It’s a problem that all photographers and filmmakers experience at some point. We see some shiny new gear, and we just have to have it. Right? But do we? Do we really need it, or do we just want it?
Adam Karnacz at First Man Photography thoughtfully discusses this topic in his recent video. Adam’s talk, he says, is as much to himself as it is to us. But he discusses the ways we can help to control our G.A.S. and decision paralysis.
GAS (Gear Acquisition Syndrome) and decision paralysis are two very real things. Yes, they may be “first-world problems”, but they’re still things. GAS makes us grow our gear collections unnecessarily large. Decision paralysis is when we’re overloaded with so much gear, we don’t know which to use.
When so much gear out there promises to be the latest and greatest whatever it is, with ten times more things than its predecessor and twice as fast, it’s difficult to know what marketing hype to believe. This only compounds the problem.
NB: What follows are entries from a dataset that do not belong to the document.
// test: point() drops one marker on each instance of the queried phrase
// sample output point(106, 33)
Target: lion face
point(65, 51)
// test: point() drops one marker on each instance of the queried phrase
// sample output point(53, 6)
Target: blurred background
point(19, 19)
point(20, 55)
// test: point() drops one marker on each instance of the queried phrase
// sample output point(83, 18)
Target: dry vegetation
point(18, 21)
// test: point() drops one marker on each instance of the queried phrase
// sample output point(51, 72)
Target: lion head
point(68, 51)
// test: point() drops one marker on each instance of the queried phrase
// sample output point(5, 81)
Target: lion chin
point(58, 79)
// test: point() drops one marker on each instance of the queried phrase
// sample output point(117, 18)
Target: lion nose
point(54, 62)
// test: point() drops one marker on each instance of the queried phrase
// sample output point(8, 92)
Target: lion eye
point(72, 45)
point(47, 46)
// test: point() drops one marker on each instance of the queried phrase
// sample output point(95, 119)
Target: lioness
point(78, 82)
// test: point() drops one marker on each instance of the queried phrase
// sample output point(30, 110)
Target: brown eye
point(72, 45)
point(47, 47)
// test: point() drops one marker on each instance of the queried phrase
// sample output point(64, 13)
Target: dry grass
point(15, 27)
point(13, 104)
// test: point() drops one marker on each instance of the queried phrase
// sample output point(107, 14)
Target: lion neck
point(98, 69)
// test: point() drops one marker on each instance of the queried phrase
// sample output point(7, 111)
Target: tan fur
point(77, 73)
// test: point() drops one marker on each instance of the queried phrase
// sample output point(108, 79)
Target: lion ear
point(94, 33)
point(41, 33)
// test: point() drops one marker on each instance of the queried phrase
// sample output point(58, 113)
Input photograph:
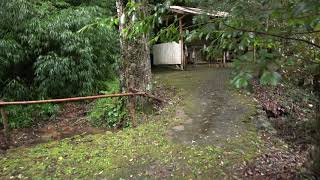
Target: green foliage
point(27, 116)
point(109, 112)
point(45, 56)
point(42, 54)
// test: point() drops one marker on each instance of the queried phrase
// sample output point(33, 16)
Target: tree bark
point(316, 151)
point(136, 65)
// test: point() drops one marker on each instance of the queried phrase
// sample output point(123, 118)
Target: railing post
point(5, 122)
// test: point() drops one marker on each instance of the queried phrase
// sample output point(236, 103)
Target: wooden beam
point(71, 99)
point(183, 64)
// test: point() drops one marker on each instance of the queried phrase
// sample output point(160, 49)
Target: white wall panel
point(167, 53)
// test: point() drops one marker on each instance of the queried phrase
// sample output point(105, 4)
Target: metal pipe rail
point(75, 99)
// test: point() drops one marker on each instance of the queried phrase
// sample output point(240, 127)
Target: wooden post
point(224, 59)
point(132, 109)
point(6, 128)
point(254, 53)
point(183, 63)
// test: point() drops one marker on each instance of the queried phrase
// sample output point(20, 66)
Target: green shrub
point(27, 116)
point(42, 54)
point(109, 112)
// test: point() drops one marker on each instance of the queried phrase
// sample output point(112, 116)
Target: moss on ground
point(143, 152)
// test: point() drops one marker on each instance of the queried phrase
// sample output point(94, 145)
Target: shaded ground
point(211, 112)
point(70, 121)
point(183, 141)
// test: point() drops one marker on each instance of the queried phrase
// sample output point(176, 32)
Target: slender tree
point(136, 65)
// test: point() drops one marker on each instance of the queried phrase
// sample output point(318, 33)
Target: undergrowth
point(27, 116)
point(109, 112)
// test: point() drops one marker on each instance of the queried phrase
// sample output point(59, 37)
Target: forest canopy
point(43, 55)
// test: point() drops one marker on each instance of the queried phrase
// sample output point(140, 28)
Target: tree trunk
point(316, 151)
point(136, 65)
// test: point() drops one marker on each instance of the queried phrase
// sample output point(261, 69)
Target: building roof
point(197, 11)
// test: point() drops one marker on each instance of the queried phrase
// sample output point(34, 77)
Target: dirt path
point(211, 113)
point(200, 134)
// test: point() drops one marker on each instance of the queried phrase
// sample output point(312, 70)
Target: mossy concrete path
point(211, 112)
point(203, 133)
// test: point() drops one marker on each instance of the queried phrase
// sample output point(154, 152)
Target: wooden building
point(173, 53)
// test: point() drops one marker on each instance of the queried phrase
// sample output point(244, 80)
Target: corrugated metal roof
point(197, 11)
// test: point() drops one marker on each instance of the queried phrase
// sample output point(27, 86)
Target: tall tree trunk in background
point(136, 65)
point(316, 153)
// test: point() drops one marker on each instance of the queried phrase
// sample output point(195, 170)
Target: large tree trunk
point(316, 153)
point(136, 65)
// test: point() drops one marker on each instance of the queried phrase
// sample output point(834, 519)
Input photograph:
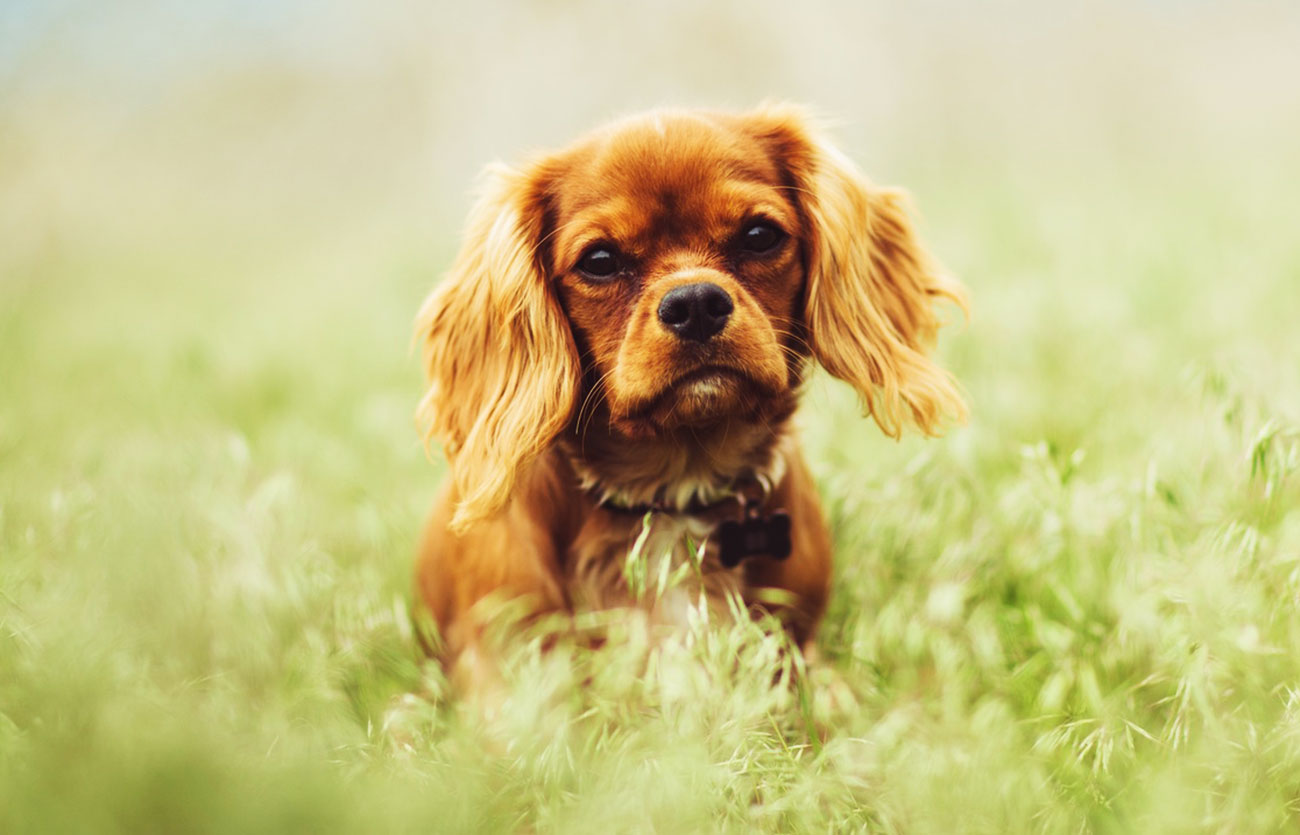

Sometimes we have an idea inside our heads of “what a photographer should have”, without knowing if we really need it at all. And sometimes, without knowing why we might need it. We just get it because we think it’s expected.
Case in point, light meters. Many photographers buy handheld incident light meters because they’ve read that every photographer should have one. I’ve lost track of the number of photographers I’ve met over the years who own a handheld light meter but have no idea what to do with it and never use it.
I have a light meter. But I need a light meter for certain projects. Light meters can offer specific advantages for specific types of photography and filmmaking. Do I suggest everyone go get one? No. And even if I do suggest that an individual buy a light meter, do I tell them to get the latest and greatest? Also no.
For about ten years, I used a Sekonic L718 as my light meter. And it was already twenty years old when I bought it. I did finally update to an L758DR a couple of years ago because it offered a feature I needed at the time. A feature that my L718 didn’t have. If not for that one feature, I’d still happily be using my L718 (and I do still use it when shooting film instead of the L758).
For Adam, it was a studio. He set one up because he wanted one. He thought he should have one and he wanted one, but he didn’t really need one. It just ended up becoming a hassle for him, as he explains in the video.
Ultimately, what Adam needed was to get out more and shoot landscapes.
The message is simple. Buy gear because you genuinely need what it offers you, not just because you want it and you think it will provide some imaginary benefit because marketing companies have told you it will.
Then, get out there and use it. You’ll only really discover your genuine needs when you know (and hit!) the limits of your existing kit. And it doesn’t matter what genre of photography you shoot. Actually shooting will teach you all you need to know about your gear and what you need.